"Father! For goodness sake!"
Janet's shrill accusatory tone wakened Bill with a start. He found himself slumped in his armchair, with a blanket draped loosely over his legs. Confused and sporting a slight headache, he looked to the silhouette of his housekeeper as she stood with her hands on hips in front of the bay window.
"Good...good morning, Janet," Bill managed weakly. "What time is it?"
"Good morning?" came her retort. "Nothing good about it, I can tell ye!" She busied herself plumping cushions and neatening ornaments that didn't need tidying. All the while, her beady eyes kept flitting over to Bill. She huffed and tutted, lifting the previous day's newspapers and tucking them tightly under her arm. "Don't understand why you won't just bin these once you've finished readin' them, Father."

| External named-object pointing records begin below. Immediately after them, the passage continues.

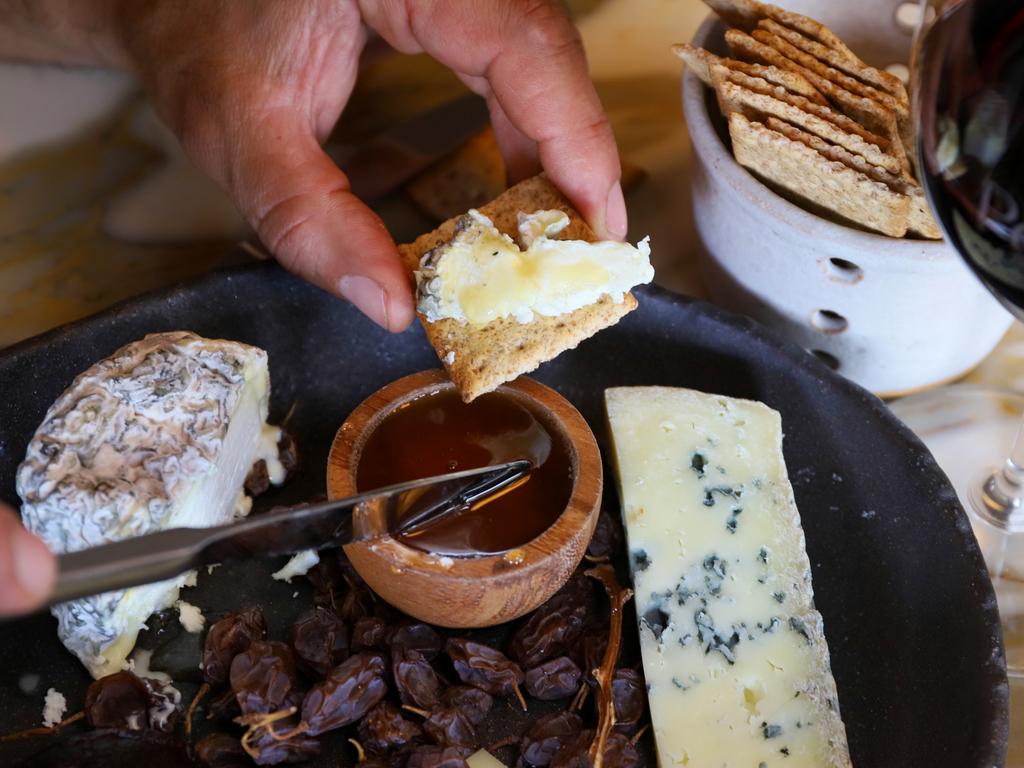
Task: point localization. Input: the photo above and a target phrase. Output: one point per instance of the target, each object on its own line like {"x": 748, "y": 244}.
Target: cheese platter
{"x": 907, "y": 608}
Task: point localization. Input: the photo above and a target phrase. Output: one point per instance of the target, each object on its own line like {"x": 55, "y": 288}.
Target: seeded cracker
{"x": 879, "y": 111}
{"x": 920, "y": 219}
{"x": 817, "y": 120}
{"x": 479, "y": 358}
{"x": 851, "y": 66}
{"x": 700, "y": 62}
{"x": 872, "y": 116}
{"x": 747, "y": 13}
{"x": 807, "y": 175}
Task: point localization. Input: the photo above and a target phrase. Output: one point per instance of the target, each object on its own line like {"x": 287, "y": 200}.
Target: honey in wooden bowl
{"x": 438, "y": 433}
{"x": 495, "y": 563}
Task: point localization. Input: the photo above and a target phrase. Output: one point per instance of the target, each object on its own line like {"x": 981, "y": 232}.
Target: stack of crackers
{"x": 813, "y": 121}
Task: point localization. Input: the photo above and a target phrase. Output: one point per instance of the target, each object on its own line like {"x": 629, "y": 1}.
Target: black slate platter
{"x": 909, "y": 611}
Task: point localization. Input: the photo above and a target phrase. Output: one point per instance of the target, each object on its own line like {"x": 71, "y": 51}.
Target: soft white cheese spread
{"x": 482, "y": 274}
{"x": 190, "y": 617}
{"x": 54, "y": 706}
{"x": 298, "y": 565}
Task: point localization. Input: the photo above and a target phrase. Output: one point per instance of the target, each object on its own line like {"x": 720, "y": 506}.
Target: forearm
{"x": 78, "y": 33}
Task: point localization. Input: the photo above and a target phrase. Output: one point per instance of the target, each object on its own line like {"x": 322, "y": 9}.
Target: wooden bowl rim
{"x": 585, "y": 498}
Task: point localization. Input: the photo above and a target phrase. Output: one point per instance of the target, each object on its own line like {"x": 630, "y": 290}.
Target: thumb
{"x": 28, "y": 569}
{"x": 301, "y": 206}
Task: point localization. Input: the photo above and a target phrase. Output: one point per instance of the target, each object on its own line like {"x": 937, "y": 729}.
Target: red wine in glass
{"x": 969, "y": 111}
{"x": 970, "y": 107}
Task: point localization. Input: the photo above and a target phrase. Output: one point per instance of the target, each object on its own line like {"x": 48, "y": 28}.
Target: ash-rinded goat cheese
{"x": 161, "y": 434}
{"x": 733, "y": 650}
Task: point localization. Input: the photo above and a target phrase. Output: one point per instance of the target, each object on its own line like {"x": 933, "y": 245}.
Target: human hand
{"x": 252, "y": 89}
{"x": 28, "y": 569}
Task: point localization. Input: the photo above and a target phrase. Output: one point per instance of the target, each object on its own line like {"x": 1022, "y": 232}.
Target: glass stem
{"x": 1003, "y": 494}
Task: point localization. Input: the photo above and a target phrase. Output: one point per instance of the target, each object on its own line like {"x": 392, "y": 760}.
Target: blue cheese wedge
{"x": 161, "y": 434}
{"x": 733, "y": 650}
{"x": 481, "y": 274}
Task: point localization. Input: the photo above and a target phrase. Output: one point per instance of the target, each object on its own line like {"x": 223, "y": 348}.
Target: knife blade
{"x": 403, "y": 508}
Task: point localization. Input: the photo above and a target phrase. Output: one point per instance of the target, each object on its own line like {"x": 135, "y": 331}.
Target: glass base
{"x": 970, "y": 431}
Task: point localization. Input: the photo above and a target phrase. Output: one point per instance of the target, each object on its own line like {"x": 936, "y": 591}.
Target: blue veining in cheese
{"x": 733, "y": 650}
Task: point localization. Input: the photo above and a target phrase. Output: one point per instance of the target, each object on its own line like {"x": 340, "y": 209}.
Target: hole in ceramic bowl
{"x": 908, "y": 16}
{"x": 828, "y": 322}
{"x": 901, "y": 71}
{"x": 827, "y": 357}
{"x": 845, "y": 271}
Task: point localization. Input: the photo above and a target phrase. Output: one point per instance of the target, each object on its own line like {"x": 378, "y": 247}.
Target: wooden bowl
{"x": 484, "y": 590}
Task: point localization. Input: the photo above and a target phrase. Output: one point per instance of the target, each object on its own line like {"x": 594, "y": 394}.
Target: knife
{"x": 404, "y": 508}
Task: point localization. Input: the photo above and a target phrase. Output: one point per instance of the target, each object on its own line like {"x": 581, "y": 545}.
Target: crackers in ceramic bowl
{"x": 814, "y": 122}
{"x": 479, "y": 356}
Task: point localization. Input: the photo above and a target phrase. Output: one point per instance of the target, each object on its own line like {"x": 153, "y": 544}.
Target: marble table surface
{"x": 97, "y": 202}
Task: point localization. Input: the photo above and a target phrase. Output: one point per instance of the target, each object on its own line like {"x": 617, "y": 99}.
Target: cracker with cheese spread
{"x": 485, "y": 347}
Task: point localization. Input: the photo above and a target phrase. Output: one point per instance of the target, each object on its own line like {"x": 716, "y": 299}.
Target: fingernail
{"x": 614, "y": 216}
{"x": 367, "y": 295}
{"x": 34, "y": 566}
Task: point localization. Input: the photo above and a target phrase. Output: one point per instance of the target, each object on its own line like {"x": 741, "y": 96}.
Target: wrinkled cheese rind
{"x": 733, "y": 650}
{"x": 161, "y": 434}
{"x": 482, "y": 274}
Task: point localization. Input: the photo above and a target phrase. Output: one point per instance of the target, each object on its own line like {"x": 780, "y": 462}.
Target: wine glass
{"x": 968, "y": 89}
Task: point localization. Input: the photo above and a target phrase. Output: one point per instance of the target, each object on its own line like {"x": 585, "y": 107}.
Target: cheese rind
{"x": 160, "y": 434}
{"x": 733, "y": 650}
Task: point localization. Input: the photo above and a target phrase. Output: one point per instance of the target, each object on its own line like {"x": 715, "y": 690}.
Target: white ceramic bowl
{"x": 895, "y": 315}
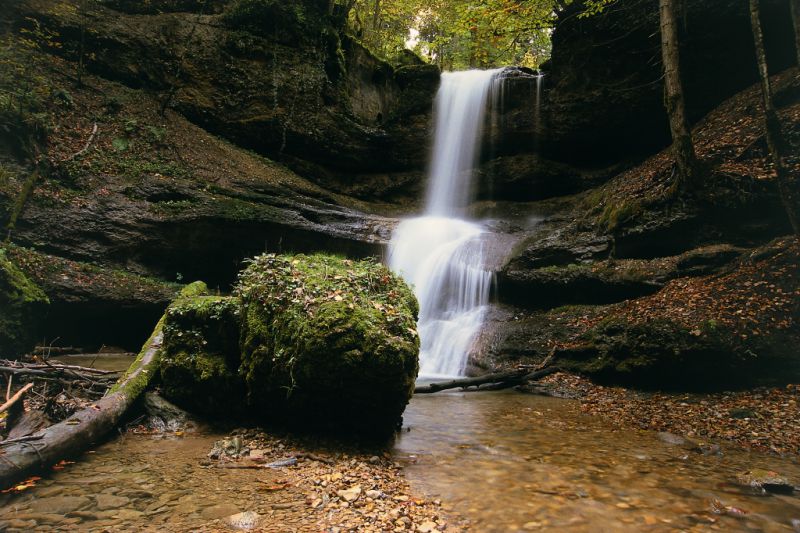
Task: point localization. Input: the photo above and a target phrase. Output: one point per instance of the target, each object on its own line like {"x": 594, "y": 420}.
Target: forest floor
{"x": 762, "y": 419}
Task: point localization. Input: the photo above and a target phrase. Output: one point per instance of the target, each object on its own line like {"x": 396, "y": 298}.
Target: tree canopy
{"x": 457, "y": 34}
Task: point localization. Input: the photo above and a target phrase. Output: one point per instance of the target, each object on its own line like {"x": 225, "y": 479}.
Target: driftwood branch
{"x": 56, "y": 371}
{"x": 72, "y": 436}
{"x": 498, "y": 381}
{"x": 14, "y": 399}
{"x": 22, "y": 458}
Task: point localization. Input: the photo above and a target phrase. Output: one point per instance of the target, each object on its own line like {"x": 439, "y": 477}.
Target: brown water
{"x": 507, "y": 462}
{"x": 512, "y": 462}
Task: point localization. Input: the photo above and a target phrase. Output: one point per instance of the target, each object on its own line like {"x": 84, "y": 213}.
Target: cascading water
{"x": 441, "y": 254}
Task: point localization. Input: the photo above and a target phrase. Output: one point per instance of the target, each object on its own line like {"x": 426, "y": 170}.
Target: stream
{"x": 515, "y": 462}
{"x": 504, "y": 461}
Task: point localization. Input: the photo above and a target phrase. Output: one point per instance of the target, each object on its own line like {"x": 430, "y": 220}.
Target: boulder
{"x": 199, "y": 366}
{"x": 328, "y": 342}
{"x": 321, "y": 341}
{"x": 22, "y": 308}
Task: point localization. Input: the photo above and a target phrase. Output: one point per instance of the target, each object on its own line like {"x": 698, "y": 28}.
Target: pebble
{"x": 60, "y": 504}
{"x": 244, "y": 521}
{"x": 107, "y": 501}
{"x": 351, "y": 494}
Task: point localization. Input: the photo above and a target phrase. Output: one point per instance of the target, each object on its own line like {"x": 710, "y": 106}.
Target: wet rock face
{"x": 277, "y": 78}
{"x": 604, "y": 97}
{"x": 22, "y": 307}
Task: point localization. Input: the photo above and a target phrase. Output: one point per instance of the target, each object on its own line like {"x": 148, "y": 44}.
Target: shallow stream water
{"x": 513, "y": 462}
{"x": 504, "y": 461}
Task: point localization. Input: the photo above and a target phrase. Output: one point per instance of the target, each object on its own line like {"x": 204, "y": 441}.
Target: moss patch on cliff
{"x": 329, "y": 340}
{"x": 22, "y": 304}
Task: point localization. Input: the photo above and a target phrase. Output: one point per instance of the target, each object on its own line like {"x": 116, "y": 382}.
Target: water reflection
{"x": 513, "y": 462}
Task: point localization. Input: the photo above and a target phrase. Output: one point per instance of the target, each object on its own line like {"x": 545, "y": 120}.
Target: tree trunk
{"x": 682, "y": 145}
{"x": 794, "y": 6}
{"x": 775, "y": 139}
{"x": 28, "y": 455}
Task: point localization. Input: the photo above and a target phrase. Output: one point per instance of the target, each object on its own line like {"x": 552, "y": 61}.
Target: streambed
{"x": 504, "y": 461}
{"x": 513, "y": 462}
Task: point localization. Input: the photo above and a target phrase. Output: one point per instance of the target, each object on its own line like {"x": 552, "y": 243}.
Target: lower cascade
{"x": 440, "y": 253}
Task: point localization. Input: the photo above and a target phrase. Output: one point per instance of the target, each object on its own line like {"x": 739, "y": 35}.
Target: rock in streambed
{"x": 318, "y": 341}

"I don't think I did finish them..."
"Well, yesterday's news is today's fish 'n' chips wrappers, so ye'll have to get today's papers."
Pushing himself up, Bill sat straight. He put his head in his hands. Was last night real? He thought.
"So...what happened in here?" Janet asked, eyeing the dregs of whisky in the glass beside Bill's chair.
Peering through his fingers at her, he realised where Janet's line of sight lay. Inwardly, he groaned. "I just couldn't sleep; the storm woke me, and I came down for a nightcap." Although not the entire story, Bill felt satisfied that, at least, it was truthful.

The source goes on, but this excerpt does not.